Im Nationalpark Unteres Odertal spielen Schafe eine wichtige Rolle im ökologischen Gleichgewicht. Weil Wolfe immer wieder Schafe töten, ist die Pflege der Deiche in Gefahr. Eine Schäferin versucht sich zu wehren.

"Bääääh, bääääh", blöken die weißen und schwarzen Schafe auf der grünen Fläche. Gunda Jung bringt die ersten Schafe ihrer Herde wieder auf die Deiche des Nationalparks im Unteren Odertal.
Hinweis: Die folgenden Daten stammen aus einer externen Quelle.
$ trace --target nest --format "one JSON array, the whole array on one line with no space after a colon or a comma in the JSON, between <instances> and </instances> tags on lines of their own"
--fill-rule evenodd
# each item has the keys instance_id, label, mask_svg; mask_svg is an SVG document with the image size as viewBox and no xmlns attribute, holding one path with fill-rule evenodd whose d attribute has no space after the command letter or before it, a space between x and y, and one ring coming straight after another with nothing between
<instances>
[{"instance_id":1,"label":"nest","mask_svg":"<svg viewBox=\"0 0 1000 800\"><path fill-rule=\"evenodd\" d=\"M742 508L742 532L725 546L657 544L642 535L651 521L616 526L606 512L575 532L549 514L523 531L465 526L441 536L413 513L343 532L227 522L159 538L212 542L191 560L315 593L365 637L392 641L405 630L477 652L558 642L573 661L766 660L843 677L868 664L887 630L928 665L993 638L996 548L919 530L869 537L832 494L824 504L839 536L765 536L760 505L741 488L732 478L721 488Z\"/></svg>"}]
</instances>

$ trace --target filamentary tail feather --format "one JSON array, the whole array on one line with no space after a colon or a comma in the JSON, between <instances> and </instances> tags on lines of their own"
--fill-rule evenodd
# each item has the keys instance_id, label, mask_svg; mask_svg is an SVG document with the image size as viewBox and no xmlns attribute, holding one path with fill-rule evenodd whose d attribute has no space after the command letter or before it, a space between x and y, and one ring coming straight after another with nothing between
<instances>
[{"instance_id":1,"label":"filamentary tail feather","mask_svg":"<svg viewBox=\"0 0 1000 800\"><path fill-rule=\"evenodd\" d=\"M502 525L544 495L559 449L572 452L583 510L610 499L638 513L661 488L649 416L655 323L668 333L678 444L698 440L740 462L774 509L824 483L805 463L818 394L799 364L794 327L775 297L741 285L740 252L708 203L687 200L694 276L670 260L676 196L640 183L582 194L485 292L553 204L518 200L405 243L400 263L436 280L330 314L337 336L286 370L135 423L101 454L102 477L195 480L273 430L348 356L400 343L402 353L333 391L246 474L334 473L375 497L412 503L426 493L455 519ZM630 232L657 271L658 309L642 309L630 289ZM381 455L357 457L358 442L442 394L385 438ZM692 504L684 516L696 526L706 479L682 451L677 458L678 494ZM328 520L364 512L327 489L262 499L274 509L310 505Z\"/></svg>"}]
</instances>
Für die Schäferin ist der Tag der Rückkehr kein einfacher: Im Winter verlor sie nach Wolfsattacken viele Schafe.

"Wir hatten von Oktober bis November sechs Übergriffe und jetzt im Februar nochmal zwei." Immer wieder würden dieselben Wölfe über den Schutzzaun springen, so Jung. "Sie sind immer noch da und werden ihr Verhalten nicht ablegen."

Die Verluste seien für die Schäferin groß gewesen: 17 Tiere wurden getötet und 20 verletzt, wie sie sagt. "Obwohl wir doppelt gezäunt hatten, sind die Wölfe auch drüber gegangen", so die Schäferin. "Wir haben alles Mögliche gemacht aber wir haben trotzdem Angst, dass unser Wolfschutz nicht reicht."

Die Schafe von Jung sind für das Ökosystem auf den dortigen Deichen wichtig: Durch Verbiss halten die Tiere die Biomasse – das Gras – unter Kontrolle und sorgen dafür, dass kein Mulch liegen bleibt. Denn dort wurden sonst Tiere leben, die Wildschweine dazu animieren würden, den Deich umzuwühlen, wie die Schäferin erklärt. Außerdem verursachen die Schafe mit ihrem Tritt, dass die Graswurzeln mehr Bodenkontakt haben. "Wenn ich keine Schafe auf den Deich stellen kann, kann ich die Deichpflege nicht leisten", sagt sie. "Aber ich lebe davon."

Schafe für die Deichpflege im Nationalpark Unteres Odertal. Bild: rbbSchafe für die Deichpflege im Nationalpark Unteres Odertal. Bild: rbb

Der Einsatz von Hunden kommt hier nicht in Frage

"Wir haben die Aufgabe, die Trockenrasen im Nationalpark zu pflegen und zu erhalten", sagt Dirk Treichel, Leiter des Nationalparks Unteres Odertal. Dabei seien Schäfer wichtige Partner: "Eine optimale Qualität können wir nur durch die Beweidung mit Schafen und Ziegen herstellen." Das gehe nur, wenn genug schafhaltende Betriebe in der Region aktiv sind.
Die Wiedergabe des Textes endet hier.